As you may have noticed, I have a bit of trouble writing about Ron in the past tense. While I haven't actually seen him in several months, when I did see him (typically at the monthly user group meetings) it was always a pleasure. I recall his surprise when I told him I was finally going to give-up FreeBSD. At the same time, he was one of the few people I knew that actually understood why I was going to Linux instead.

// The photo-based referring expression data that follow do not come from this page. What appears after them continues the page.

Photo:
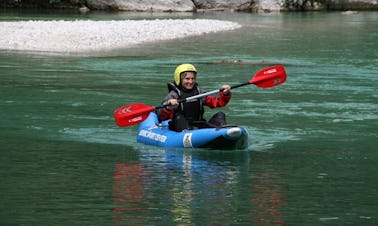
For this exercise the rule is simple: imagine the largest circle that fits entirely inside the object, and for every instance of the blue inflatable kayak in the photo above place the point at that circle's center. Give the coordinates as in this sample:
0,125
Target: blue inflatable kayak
152,132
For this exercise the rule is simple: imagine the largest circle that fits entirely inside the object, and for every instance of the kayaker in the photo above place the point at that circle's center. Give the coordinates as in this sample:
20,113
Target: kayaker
189,115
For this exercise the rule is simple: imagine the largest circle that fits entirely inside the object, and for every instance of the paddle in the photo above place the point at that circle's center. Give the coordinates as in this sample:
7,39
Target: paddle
136,113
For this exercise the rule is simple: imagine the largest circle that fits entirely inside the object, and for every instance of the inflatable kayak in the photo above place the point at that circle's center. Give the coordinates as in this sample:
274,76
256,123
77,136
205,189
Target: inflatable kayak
151,132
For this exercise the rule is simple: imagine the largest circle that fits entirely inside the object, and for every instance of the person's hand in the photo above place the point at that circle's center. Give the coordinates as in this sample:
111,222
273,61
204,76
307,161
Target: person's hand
226,89
173,103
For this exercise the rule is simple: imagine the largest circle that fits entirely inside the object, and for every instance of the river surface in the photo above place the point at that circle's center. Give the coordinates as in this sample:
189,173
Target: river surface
312,157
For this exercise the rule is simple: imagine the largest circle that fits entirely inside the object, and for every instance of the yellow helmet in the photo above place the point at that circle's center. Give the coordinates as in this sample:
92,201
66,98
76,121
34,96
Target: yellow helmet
183,68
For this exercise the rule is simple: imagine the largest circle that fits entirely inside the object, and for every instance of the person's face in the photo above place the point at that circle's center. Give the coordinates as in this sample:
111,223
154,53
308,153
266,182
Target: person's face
189,80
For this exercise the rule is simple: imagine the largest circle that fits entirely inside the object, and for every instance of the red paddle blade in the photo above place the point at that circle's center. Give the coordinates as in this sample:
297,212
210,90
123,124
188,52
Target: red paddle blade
269,77
132,114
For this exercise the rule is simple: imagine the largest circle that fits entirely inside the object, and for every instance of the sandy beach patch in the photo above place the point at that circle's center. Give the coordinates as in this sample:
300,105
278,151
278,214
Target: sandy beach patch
85,36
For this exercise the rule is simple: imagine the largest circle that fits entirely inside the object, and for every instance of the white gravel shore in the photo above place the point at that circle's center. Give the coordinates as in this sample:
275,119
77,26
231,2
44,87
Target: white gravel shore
86,36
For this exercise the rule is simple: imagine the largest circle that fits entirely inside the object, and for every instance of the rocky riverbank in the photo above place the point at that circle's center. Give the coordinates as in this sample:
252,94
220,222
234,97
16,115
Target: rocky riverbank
87,36
198,5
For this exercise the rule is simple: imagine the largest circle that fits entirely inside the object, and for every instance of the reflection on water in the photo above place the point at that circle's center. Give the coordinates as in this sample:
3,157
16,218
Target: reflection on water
129,194
269,200
191,187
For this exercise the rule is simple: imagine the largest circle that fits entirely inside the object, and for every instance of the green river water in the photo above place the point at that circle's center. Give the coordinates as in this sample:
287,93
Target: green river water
312,157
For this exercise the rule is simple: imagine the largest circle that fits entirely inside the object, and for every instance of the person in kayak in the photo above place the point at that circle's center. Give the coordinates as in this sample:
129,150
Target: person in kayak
189,115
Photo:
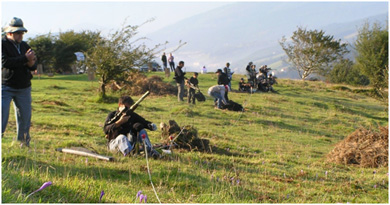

I'll say that I don't handle death well. I don't care much for going to funerals, so I usually don't. I like to honor the passing of the people I know in my own way, because I feel it's a very personal thing. Some people gather strength through congregating with people who knew the deceased, and others (like myself) like to take some time to remember the person in relative solitude. Since I don't really believe in an afterlife, I think that the parts of ourselves we leave behind with the people we have touched is important. In Ron's case, he shows that computer enthusiasts can have a creative and wacky side as well as a seriously technological side. Ron also showed that computer guys can and do like to put the computer aside and appreciate acoustic music and have a concern for what's happening in the world. Ron, you'll definitely be missed, but rest assured that you've left your mark on the world, and it was, indeed, a good one.